Sidney fell into the river.
They had released Reginald, released him with the tribute of a shamefaced tear on Sidney's part, and a handful of chestnuts from K. The little squirrel had squeaked his gladness, and, tail erect, had darted into the grass.
“Ungrateful little beast!” said Sidney, and dried her eyes. “Do you suppose he'll ever think of the nuts again, or find them?”
“He'll be all right,” K. replied. “The little beggar can take care of himself, if only—”
“If only what?”
“If only he isn't too friendly. He's apt to crawl into the pockets of any one who happens around.”
She was alarmed at that. To make up for his indiscretion, K. suggested a descent to the river. She accepted eagerly, and he helped her down. That was another memory that outlasted the day—her small warm hand in his; the time she slipped and he caught her; the pain in her eyes at one of his thoughtless remarks.
“I'm going to be pretty lonely,” he said, when she had paused in the descent and was taking a stone out of her low shoe. “Reginald gone, and you going! I shall hate to come home at night.” And then, seeing her wince: “I've been whining all day. For Heaven's sake, don't look like that. If there's one sort of man I detest more than another, it's a man who is sorry for himself. Do you suppose your mother would object if we stayed, out here at the hotel for supper? I've ordered a moon, orange-yellow and extra size.”
“I should hate to have anything ordered and wasted.”
“Then we'll stay.”
“It's fearfully extravagant.”
“I'll be thrifty as to moons while you are in the hospital.”
So it was settled. And, as it happened, Sidney had to stay, anyhow. For, having perched herself out in the river on a sugar-loaf rock, she slid, slowly but with a dreadful inevitability, into the water. K. happened to be looking in another direction. So it occurred that at one moment, Sidney sat on a rock, fluffy white from head to feet, entrancingly pretty, and knowing it, and the next she was standing neck deep in water, much too startled to scream, and trying to be dignified under the rather trying circumstances. K. had not looked around. The splash had been a gentle one.
“If you will be good enough,” said Sidney, with her chin well up, “to give me your hand or a pole or something—because if the river rises an inch I shall drown.”
To his undying credit, K. Le Moyne did not laugh when he turned and saw her. He went out on the sugar-loaf rock, and lifted her bodily up its slippery sides.

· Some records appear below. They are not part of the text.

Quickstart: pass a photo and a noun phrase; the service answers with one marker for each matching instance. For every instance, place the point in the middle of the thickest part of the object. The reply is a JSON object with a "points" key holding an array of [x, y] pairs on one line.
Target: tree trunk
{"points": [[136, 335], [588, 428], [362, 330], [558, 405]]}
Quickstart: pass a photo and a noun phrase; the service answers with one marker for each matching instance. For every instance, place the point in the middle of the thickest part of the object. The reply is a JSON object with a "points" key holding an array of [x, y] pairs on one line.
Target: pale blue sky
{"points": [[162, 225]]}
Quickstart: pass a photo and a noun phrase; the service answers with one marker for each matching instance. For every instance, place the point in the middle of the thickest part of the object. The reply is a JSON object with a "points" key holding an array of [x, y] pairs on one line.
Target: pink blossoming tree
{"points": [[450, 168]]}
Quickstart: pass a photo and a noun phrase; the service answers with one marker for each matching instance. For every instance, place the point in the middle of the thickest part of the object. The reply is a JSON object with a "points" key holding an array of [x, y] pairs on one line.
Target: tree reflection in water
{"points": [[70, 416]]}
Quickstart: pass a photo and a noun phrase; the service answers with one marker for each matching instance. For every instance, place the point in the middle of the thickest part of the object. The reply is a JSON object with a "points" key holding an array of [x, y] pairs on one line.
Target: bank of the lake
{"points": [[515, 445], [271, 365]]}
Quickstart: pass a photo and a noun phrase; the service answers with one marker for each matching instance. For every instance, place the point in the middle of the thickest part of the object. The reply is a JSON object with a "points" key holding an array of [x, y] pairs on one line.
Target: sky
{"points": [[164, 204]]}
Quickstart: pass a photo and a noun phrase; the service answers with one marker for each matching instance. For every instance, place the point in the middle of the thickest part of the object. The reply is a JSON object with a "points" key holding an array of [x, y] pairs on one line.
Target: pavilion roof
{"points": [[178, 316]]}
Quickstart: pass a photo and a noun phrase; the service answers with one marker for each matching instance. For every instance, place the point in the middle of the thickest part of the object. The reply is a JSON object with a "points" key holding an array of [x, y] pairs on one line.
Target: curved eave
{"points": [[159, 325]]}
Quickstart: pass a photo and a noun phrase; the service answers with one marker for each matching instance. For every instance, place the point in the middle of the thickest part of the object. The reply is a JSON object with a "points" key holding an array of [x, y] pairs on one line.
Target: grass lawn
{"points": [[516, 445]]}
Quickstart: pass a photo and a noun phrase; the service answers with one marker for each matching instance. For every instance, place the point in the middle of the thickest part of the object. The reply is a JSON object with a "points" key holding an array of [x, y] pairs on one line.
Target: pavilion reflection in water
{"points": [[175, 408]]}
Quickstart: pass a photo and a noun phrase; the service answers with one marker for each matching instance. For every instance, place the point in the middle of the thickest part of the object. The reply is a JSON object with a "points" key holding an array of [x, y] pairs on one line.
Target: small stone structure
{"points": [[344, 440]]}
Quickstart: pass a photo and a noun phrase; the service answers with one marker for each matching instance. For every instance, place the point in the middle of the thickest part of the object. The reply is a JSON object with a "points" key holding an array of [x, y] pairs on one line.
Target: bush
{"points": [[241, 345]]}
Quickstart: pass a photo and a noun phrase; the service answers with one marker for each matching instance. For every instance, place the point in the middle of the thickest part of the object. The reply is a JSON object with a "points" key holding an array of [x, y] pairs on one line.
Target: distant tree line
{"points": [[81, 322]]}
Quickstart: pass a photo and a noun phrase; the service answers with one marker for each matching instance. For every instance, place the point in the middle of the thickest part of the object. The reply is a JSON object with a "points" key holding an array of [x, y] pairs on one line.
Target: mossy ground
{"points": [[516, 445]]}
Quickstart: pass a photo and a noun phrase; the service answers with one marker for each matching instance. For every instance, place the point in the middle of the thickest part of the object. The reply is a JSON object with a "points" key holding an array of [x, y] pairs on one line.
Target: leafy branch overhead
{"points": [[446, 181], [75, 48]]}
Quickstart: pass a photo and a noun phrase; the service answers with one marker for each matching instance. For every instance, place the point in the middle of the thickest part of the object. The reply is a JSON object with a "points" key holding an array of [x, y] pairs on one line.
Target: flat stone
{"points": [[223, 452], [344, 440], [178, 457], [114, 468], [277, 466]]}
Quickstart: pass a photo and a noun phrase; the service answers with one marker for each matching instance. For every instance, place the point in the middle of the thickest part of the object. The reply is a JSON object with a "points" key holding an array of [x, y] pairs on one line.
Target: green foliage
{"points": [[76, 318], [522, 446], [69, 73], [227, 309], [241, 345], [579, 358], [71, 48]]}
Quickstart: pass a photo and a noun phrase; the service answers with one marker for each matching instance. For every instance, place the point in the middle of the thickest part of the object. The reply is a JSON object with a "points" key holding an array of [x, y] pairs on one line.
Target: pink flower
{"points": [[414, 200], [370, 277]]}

He had prodigious strength, in spite of his leanness.
“Well!” said Sidney, when they were both on the rock, carefully balanced.
“Are you cold?”
“Not a bit. But horribly unhappy. I must look a sight.” Then, remembering her manners, as the Street had it, she said primly:—
“Thank you for saving me.”
“There wasn't any danger, really, unless—unless the river had risen.”
And then, suddenly, he burst into delighted laughter, the first, perhaps, for months. He shook with it, struggled at the sight of her injured face to restrain it, achieved finally a degree of sobriety by fixing his eyes on the river-bank.
“When you have quite finished,” said Sidney severely, “perhaps you will take me to the hotel. I dare say I shall have to be washed and ironed.”
He drew her cautiously to her feet. Her wet skirts clung to her; her shoes were sodden and heavy. She clung to him frantically, her eyes on the river below. With the touch of her hands the man's mirth died. He held her very carefully, very tenderly, as one holds something infinitely precious.